Sometimes, it reassures us that our kids are getting messages of love. Once, my daughter was watching me re-write the grocery list in order by aisle. (Does everyone do this or did I just inadvertently reveal that I am a freak? Oh well, either way.) She simply observed for a moment, and then said quietly, “Mommy, that’s beautiful” in the sweetest, proudest-sounding voice I have ever heard. That’s me. I do exactly that. I watch them draw, and then I tell them their art is beautiful. Yes, I know that I should be using non-judgment phrases like “I like how you made that wiggly line” or whatever, but I don’t. I tell them their art is beautiful, in exactly the tone of voice I heard coming from my daughter’s mouth. When my kids say, “I love you so so so SO much forever,” I know that they are hearing me when I say it to them. And when I hear one tell the other, “I’m so proud of you,” my heart just about explodes.
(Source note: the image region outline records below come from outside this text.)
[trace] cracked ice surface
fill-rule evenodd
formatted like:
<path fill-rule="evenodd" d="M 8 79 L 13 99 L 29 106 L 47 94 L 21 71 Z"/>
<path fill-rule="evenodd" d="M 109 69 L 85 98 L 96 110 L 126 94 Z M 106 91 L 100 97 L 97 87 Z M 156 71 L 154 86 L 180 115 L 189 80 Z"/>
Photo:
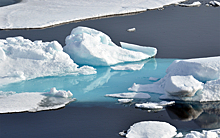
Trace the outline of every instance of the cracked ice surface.
<path fill-rule="evenodd" d="M 0 7 L 0 29 L 42 28 L 70 21 L 156 9 L 181 1 L 183 0 L 23 0 Z"/>

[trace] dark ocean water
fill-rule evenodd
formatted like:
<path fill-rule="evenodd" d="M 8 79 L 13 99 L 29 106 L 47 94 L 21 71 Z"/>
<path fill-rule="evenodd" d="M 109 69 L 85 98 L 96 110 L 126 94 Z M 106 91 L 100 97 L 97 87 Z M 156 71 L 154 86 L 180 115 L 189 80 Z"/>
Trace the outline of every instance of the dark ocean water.
<path fill-rule="evenodd" d="M 191 2 L 191 1 L 190 1 Z M 168 6 L 132 16 L 120 16 L 38 30 L 0 30 L 0 39 L 23 36 L 31 40 L 59 41 L 77 26 L 87 26 L 120 41 L 154 46 L 157 58 L 193 58 L 220 55 L 220 8 Z M 135 32 L 127 32 L 135 27 Z M 165 121 L 179 131 L 220 127 L 219 103 L 178 103 L 148 113 L 114 103 L 71 103 L 64 109 L 0 115 L 0 137 L 114 138 L 140 121 Z M 105 106 L 103 106 L 105 105 Z M 109 107 L 106 105 L 110 105 Z M 155 132 L 156 133 L 156 132 Z"/>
Too often, I hear my voice mirrored back saying things I shouldn’t. The other day, irritated and impatient in the grocery store parking lotI don’t remember whyI muttered, “Jesus” under my breath. Both kids looked at me and started chanting “Jesus Christ” over and over. Um, that’s bad. That’s very bad. Hilarious, but bad. I guess it could be worse. It could be the “for f**k’s sake” that emerged from my son one day and then never again. Blame for that one is squarely on Daddy’s shoulders. But the old JC name-in-vain thing is all me. My hubby and I have tried very hard to tame our potty mouths, which is apparently working to some degree, because the word “friggin’” has become very popular among preschoolers in our house. I honestly think that one is funny as hell, but their teachers won’t, so I guess we nip that in the bud too. If anyone has an f-bomb substitute that would be socially acceptable coming from the mouth of a four-year-old, please let me know. I desperately need one.
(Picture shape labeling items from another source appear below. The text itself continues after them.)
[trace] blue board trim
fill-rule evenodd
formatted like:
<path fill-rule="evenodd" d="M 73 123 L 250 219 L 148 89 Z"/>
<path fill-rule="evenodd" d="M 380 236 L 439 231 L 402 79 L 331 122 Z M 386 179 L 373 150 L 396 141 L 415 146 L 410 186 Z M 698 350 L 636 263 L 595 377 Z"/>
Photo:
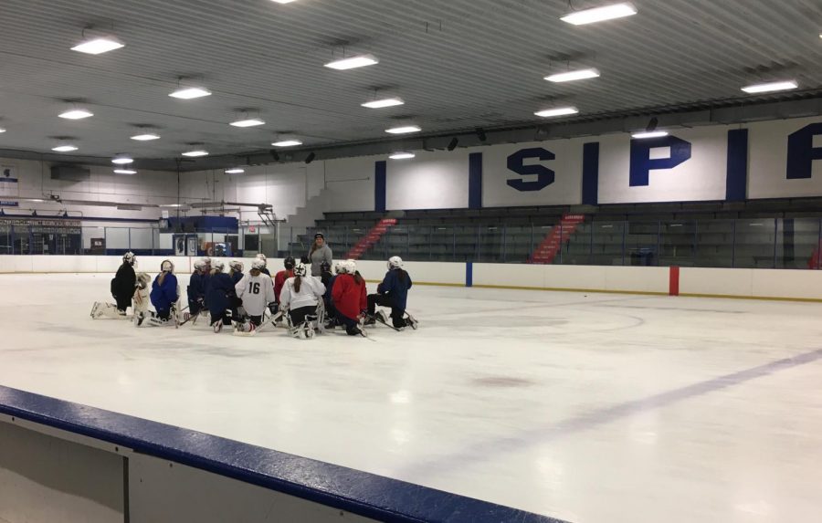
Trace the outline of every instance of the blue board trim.
<path fill-rule="evenodd" d="M 583 145 L 583 205 L 599 204 L 599 142 Z"/>
<path fill-rule="evenodd" d="M 728 166 L 725 174 L 725 200 L 743 202 L 748 192 L 748 130 L 728 131 Z"/>
<path fill-rule="evenodd" d="M 385 161 L 375 162 L 374 164 L 374 210 L 378 213 L 385 212 L 385 172 L 388 163 Z"/>
<path fill-rule="evenodd" d="M 469 154 L 469 209 L 482 208 L 482 153 Z"/>
<path fill-rule="evenodd" d="M 2 385 L 0 413 L 381 521 L 563 523 L 501 505 Z"/>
My favorite (yes even better than “for f**k’s sake”) is hearing them make rules, lay down discipline, or be firm parents. Every time my son receives a time out, he informs me in perfect firm-but-calm parent voice that “we never, EVER give time-outs in this house!” Once, at dinnertime, he gave me a choice: He could play Mario Kart Wii now and eat later, or I could bring his plate to the couch so he could take bites between races. When I chose option C, turn off the Wii and come to the table, he informed me calmly and politely, “That’s not a choice, Mommy. I gave you two choices. You have to pick one.” My daughter’s rendition of the steps of “1-2-3 Magic” is much better than my husband’s. When he has trouble following the steps, I like to remind him that it’s so simple a three-year-old can do it.
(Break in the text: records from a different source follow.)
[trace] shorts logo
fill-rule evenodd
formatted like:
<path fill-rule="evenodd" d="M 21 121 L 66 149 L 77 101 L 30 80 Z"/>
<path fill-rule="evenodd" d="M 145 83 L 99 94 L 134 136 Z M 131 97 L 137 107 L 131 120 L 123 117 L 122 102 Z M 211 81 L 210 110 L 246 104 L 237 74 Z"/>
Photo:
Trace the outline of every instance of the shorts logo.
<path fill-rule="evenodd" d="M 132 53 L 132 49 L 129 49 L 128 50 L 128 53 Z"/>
And then some words are just plain funny coming from the mouth of a four-year-old, especially when they are used correctly: “Actually,” “otherwise,” “reboot,” “nunchuck.” Nothing is more silly and at the same time sobering than hearing your kid tell you, “I’ll come to dinner in a minute. I just have to check one more e-mail.”
The “one more e-mail” moments make me cringe. The “I’m so proud of you” moments make me cry in a good way. Kids are a mirror. They show both the good and the bad. But unlike a physical mirror, the stuff you don’t like hearing back is stuff that you can change if you want to. And that makes me so grateful. So I stopped writing this blog entry in the middle when my son asked me to play Hullabaloo with him. I put it off again to snuggle with my daughter. Interrupting my flow makes it harder to write coherently. My blog may suffer for it. But better my blog than my kids. Any day.